Many of us feel like these scouts – overwhelmed by the ambiguity and uncertainty of life, but
overcoming that sense of inner strangeness is at the heart of the spiritual journey. Accepting ourselves and choosing to push back the negativity is the way through the wilderness. In our Torah portion, two scouts, Joshua and Caleb, rose to push back the darkness saying, “Have no fear then of the people of the country, for they are our prey: their protection has departed from them, but the LORD is with us. Have no fear of them!” (Numbers 14:9) They knew that the land was beautiful but also difficult. Yet, unlike the other spies who let the ambiguity transform them, they saw their lives not as powerless, but powerful.
The Torah tells us here that in God’s eyes, there are no flaws and no weaknesses. In your eyes you might feel broken and imperfect. You might feel weak and small like a grasshopper, but to God you are not broken, you are not flawed. You are like a lion, waiting to leap.

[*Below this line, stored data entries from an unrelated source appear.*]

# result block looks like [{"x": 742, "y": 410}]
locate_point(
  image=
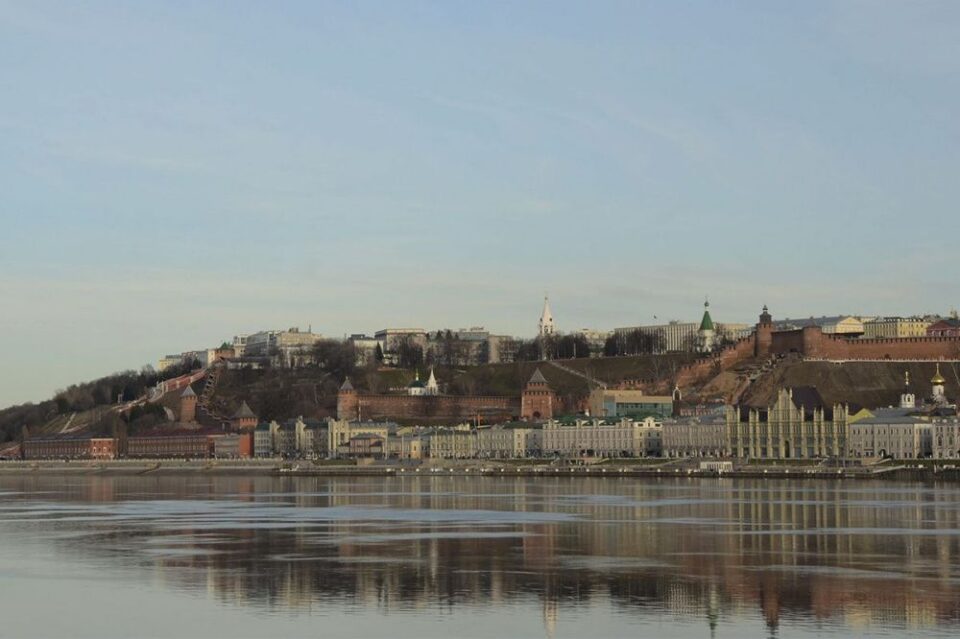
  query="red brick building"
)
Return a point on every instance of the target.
[
  {"x": 192, "y": 444},
  {"x": 57, "y": 447},
  {"x": 944, "y": 328},
  {"x": 188, "y": 406},
  {"x": 537, "y": 401}
]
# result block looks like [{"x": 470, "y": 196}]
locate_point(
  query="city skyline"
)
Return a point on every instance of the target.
[{"x": 174, "y": 175}]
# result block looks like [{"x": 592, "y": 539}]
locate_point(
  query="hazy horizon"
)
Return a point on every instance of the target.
[{"x": 173, "y": 175}]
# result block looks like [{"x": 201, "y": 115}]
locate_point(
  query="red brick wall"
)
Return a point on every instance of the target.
[
  {"x": 188, "y": 409},
  {"x": 811, "y": 342},
  {"x": 537, "y": 404}
]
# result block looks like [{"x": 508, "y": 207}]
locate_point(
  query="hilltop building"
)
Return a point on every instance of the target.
[
  {"x": 545, "y": 327},
  {"x": 949, "y": 327},
  {"x": 286, "y": 348},
  {"x": 706, "y": 337}
]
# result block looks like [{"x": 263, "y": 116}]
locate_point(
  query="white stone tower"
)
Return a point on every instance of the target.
[
  {"x": 907, "y": 398},
  {"x": 937, "y": 387},
  {"x": 546, "y": 319}
]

A holy life means being unapologetically alive. They saw themselves not from their own uncertainty and frailty, but drawing upon strength, given by God, to become their own agents and take destiny into their own hands.
Interestingly Alfonse Karr also knew of this moment when one makes the choice to overcome the sadness of the world and seize the future. The same man who felt the sovereignty of disappointment, realized that life is more meaningful when you choose to push against the negative and seize the future itself. He wrote, “Some people are always grumbling because roses have thorns; I am thankful that thorns have roses.” When presented with life that is both beautiful and terrible, you can look upon the rose and dwell on the thorns, or you can look upon the thorns and have thanks for the roses.
This is the sacred choice the scouts make and we must all make. To look upon the ambiguity and uncertainty of the wilderness and choose to see ourselves not as grasshoppers, but as lions, ready to jump fully into life.